While drafting the new CIT Act, Latvia already transposed some of the rules of the Anti-Tax Avoidance Directives (ATAD 1 and 2) (i.e. limitations on the deductibility of interest, a general anti-abuse rule, rules to tackle hybrid mismatches). 

Limitations on the deductibility of interest

The CIT Act fully transposes the interest limitation rule prescribed by ATAD. In other words, where a taxpayer’s interest expenses for the financial year exceed EUR 3 million on borrowings or finance leases from parties that are not credit institutions (financial institutions) of Latvia, the EEA, or a country that has an effective DTT with Latvia, the CIT base should include any interest charges over and above 30% of the taxpayer’s EBITDA.

A general anti-abuse rule

Under the Latvian CIT Act, flow-through dividends are not exempt from CIT where the taxpayer’s main intention, or the main reason a related party was set up or exists, or the main purpose of the transaction, was to claim a tax exemption on dividends available under the CIT Act or the PIT Act.

Rules to tackle hybrid mismatches

Provisions of the Latvian CIT Act require the taxpayer to neutralise the consequences of a hybrid mismatch by increasing the tax base. It is proposed to have a secondary adjustment as well as a primary one (a secondary adjustment will be made when the other party to the transaction, who is not an EU member state and has not adopted measures for neutralising hybrid mismatches, fails to make a primary adjustment).

In order to neutralise a double deduction, provisions of the CIT Act prescribe that if both countries involved in the transaction are EU member states, the payee has to increase the tax base by an appropriate amount deducted under the law of the payor’s country.

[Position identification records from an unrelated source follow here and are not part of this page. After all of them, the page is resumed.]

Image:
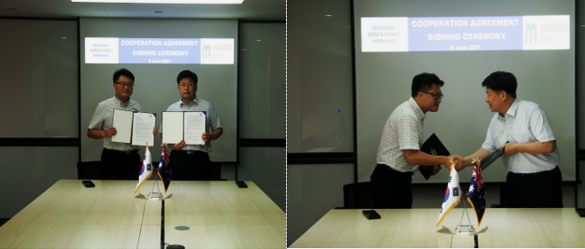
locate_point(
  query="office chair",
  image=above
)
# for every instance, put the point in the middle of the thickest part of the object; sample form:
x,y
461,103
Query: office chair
x,y
89,170
357,195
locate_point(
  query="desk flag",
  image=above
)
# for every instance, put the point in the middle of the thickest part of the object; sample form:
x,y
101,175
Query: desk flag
x,y
164,168
476,193
146,170
452,195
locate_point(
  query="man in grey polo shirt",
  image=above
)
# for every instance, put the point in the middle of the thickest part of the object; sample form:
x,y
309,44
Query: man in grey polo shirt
x,y
531,156
122,158
191,162
399,152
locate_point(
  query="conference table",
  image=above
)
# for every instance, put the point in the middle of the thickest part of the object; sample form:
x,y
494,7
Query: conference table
x,y
500,227
195,214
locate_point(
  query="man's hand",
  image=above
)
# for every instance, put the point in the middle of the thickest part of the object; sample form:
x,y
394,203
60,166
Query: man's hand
x,y
436,169
110,132
178,146
206,137
511,149
456,161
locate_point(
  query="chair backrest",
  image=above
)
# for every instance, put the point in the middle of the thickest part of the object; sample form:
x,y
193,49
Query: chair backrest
x,y
215,171
357,195
89,170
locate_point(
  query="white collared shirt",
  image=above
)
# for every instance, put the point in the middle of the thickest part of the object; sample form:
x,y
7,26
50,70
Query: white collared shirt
x,y
103,118
198,105
525,122
403,131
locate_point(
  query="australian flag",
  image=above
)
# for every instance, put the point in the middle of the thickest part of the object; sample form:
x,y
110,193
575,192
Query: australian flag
x,y
476,194
164,168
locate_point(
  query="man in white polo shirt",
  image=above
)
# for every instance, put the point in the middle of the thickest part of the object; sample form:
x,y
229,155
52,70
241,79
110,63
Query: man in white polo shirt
x,y
399,152
531,157
191,162
122,158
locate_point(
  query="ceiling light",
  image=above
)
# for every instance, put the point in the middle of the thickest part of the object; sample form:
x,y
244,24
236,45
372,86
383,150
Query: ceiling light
x,y
164,1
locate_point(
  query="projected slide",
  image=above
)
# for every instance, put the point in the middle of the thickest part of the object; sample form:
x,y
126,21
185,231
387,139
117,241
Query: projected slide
x,y
406,34
108,50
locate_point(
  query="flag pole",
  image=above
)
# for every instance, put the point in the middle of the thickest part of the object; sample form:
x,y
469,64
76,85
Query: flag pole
x,y
154,195
466,228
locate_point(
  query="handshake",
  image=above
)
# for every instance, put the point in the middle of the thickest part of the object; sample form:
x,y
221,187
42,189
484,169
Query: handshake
x,y
455,161
451,161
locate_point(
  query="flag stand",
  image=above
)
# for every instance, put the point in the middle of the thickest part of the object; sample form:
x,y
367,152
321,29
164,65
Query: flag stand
x,y
155,195
466,229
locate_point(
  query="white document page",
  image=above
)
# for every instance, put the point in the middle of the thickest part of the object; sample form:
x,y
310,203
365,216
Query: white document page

If the other party is in a non-EU country, the EU company will have to resolve the hybrid mismatch regardless of the payor’s/payee’s status.

To neutralise a deduction without inclusion, the onus of increasing the tax base should lie with the payor if the parties are EU-registered companies. If the payor is established in a non-EU country, the EU payee will have to ensure the payment is properly included in taxable income.

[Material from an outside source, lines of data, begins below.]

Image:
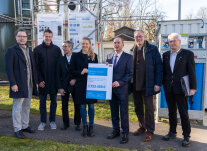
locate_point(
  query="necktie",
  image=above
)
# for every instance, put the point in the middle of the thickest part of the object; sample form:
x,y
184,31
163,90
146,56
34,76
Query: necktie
x,y
115,60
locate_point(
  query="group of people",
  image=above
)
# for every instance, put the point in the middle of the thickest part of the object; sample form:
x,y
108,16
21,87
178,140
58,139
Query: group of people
x,y
45,71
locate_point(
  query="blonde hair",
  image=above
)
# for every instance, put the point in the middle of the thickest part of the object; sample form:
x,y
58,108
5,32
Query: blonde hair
x,y
90,52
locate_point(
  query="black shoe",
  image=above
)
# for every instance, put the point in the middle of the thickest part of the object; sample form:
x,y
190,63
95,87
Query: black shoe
x,y
124,139
19,134
77,128
169,136
64,127
113,135
28,130
186,142
90,132
85,130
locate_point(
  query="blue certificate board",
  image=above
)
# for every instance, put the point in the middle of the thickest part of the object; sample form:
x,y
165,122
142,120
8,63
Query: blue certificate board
x,y
99,81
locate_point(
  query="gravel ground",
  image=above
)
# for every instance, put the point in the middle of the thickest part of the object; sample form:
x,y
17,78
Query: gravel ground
x,y
102,129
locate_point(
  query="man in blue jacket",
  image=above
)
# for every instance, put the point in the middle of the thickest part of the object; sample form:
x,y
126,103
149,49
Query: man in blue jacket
x,y
122,74
147,80
46,56
21,72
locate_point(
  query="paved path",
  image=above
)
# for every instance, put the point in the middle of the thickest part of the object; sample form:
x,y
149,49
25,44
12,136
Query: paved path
x,y
102,128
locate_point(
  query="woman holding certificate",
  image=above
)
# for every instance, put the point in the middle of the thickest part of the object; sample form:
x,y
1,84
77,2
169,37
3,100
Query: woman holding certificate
x,y
79,70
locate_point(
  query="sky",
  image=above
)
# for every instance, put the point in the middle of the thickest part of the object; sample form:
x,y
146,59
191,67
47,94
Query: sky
x,y
187,6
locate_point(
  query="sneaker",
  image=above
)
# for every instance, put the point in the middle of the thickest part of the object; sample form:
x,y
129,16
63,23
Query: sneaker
x,y
53,125
41,127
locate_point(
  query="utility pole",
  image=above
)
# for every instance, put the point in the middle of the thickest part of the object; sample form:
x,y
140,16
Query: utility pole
x,y
179,10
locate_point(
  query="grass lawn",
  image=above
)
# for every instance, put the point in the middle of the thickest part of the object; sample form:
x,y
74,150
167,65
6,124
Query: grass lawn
x,y
14,144
102,109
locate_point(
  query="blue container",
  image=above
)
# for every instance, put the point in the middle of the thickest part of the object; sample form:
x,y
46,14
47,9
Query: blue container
x,y
163,103
197,98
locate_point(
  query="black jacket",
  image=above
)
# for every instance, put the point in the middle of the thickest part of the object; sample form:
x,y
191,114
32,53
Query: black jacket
x,y
63,75
122,72
184,65
79,61
46,61
16,69
153,68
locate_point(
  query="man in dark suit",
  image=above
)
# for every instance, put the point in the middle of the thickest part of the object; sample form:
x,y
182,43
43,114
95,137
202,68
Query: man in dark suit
x,y
65,85
46,56
21,72
177,63
122,74
147,80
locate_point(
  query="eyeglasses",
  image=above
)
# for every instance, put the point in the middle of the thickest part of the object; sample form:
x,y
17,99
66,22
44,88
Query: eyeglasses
x,y
22,36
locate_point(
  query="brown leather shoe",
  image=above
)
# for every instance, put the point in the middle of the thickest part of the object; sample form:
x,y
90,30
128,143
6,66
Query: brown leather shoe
x,y
147,138
139,132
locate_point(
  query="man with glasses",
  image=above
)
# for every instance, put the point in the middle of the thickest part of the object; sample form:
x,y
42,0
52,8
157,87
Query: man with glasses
x,y
46,56
21,72
178,63
147,80
65,85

Special rules govern a chain of transactions where the EU company technically does not create a hybrid mismatch, but assessing that chain leads to the conclusion that a hybrid mismatch arises in the non-EU country, i.e. the payment received and included in the tax base is offset by another payment for that transaction in the non-EU country, which creates a double deduction. The EU taxpayer should eliminate this by adding to the tax base the deduction taken in the non-EU country for offsetting the hybrid mismatch.

Provisions of the CIT Act also place the taxpayer under an obligation to increase the tax base by the income of an unrecognised foreign PE, with separate rules for transparent (hybrid) units.

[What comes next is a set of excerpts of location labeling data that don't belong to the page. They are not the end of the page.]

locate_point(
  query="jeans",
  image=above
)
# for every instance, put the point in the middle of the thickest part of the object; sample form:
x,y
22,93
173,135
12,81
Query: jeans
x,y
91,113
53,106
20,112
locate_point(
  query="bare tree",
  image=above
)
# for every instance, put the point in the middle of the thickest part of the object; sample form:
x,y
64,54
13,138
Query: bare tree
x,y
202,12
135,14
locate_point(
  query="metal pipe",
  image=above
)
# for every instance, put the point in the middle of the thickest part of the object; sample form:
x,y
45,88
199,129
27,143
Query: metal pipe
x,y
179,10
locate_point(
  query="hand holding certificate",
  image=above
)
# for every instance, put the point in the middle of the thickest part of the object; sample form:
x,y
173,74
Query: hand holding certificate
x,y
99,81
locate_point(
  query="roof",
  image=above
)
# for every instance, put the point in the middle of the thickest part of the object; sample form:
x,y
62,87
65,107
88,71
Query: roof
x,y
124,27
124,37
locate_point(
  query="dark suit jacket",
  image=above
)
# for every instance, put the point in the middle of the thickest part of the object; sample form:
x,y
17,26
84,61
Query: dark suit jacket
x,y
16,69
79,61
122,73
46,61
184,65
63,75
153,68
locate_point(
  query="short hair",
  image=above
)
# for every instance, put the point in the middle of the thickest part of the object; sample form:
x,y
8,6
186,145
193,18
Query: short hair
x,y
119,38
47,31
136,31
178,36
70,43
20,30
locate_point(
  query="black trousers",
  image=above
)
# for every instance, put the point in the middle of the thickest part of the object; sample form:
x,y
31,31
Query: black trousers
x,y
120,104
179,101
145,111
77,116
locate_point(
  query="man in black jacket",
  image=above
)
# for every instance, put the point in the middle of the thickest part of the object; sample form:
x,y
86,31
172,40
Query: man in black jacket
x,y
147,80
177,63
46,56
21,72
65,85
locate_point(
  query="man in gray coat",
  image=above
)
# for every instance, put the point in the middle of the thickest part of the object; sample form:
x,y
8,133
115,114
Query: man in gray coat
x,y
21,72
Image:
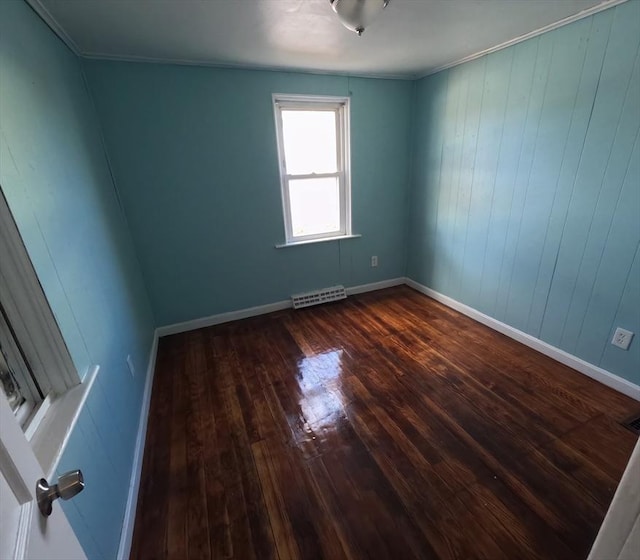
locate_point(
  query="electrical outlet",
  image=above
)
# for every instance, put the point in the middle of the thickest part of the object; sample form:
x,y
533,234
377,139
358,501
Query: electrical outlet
x,y
622,338
132,368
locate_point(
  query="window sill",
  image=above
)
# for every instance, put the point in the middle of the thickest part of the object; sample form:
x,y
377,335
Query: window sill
x,y
51,435
321,240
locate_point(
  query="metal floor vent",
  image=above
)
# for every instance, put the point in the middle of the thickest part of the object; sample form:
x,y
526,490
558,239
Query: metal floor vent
x,y
325,295
633,424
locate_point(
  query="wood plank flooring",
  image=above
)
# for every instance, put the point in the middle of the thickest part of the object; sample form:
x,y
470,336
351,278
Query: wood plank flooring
x,y
383,426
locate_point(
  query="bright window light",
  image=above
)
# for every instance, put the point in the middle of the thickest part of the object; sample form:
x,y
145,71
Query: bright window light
x,y
313,146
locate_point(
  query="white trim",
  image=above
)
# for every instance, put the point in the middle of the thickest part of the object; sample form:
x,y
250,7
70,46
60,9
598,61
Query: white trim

A hybrid mismatch itself results in a deemed profit distribution that should be included in the tax return for the last tax period of the financial year.

Exit tax

Latvia has completed the adoption of the ATAD 1 provisions. New rules on the tax treatment of assets a taxpayer moves abroad free of charge have been included in the CIT Act. The tax base is to exclude any assets a taxpayer moves to a foreign country free of charge and makes them available for a period of up to 12 months:

  • for financing securities
  • as collateral
  • to meet capital adequacy (so-called 'prudential capital') requirements, or
  • for liquidity management.

EU state aid investigations

Latvian law provides the necessary references to EC Regulation No. 651/2014, which ensures that the EU funding intensity complies with EU rules for state aid. Currently, there are no investigations on the part of the European Commission with regard to Latvian tax law.

Double tax treaties (DTTs) and intergovernmental agreements (IGAs)

Latvia has effective DTTs with 63 countries and continues developing its tax treaty network. Latvia has signed the OECD's Multilateral Convention on Mutual Administrative Assistance in Tax Matters.

Latvia has also signed an IGA with the United States (US) government to implement the tax reporting and withholding procedures associated with the Foreign Account Tax Compliance Act (FATCA). On 2 April 2014, the US Treasury announced that the IGA was ‘in effect’ and, on 27 June 2014, the US Treasury and Latvia signed and released the IGA.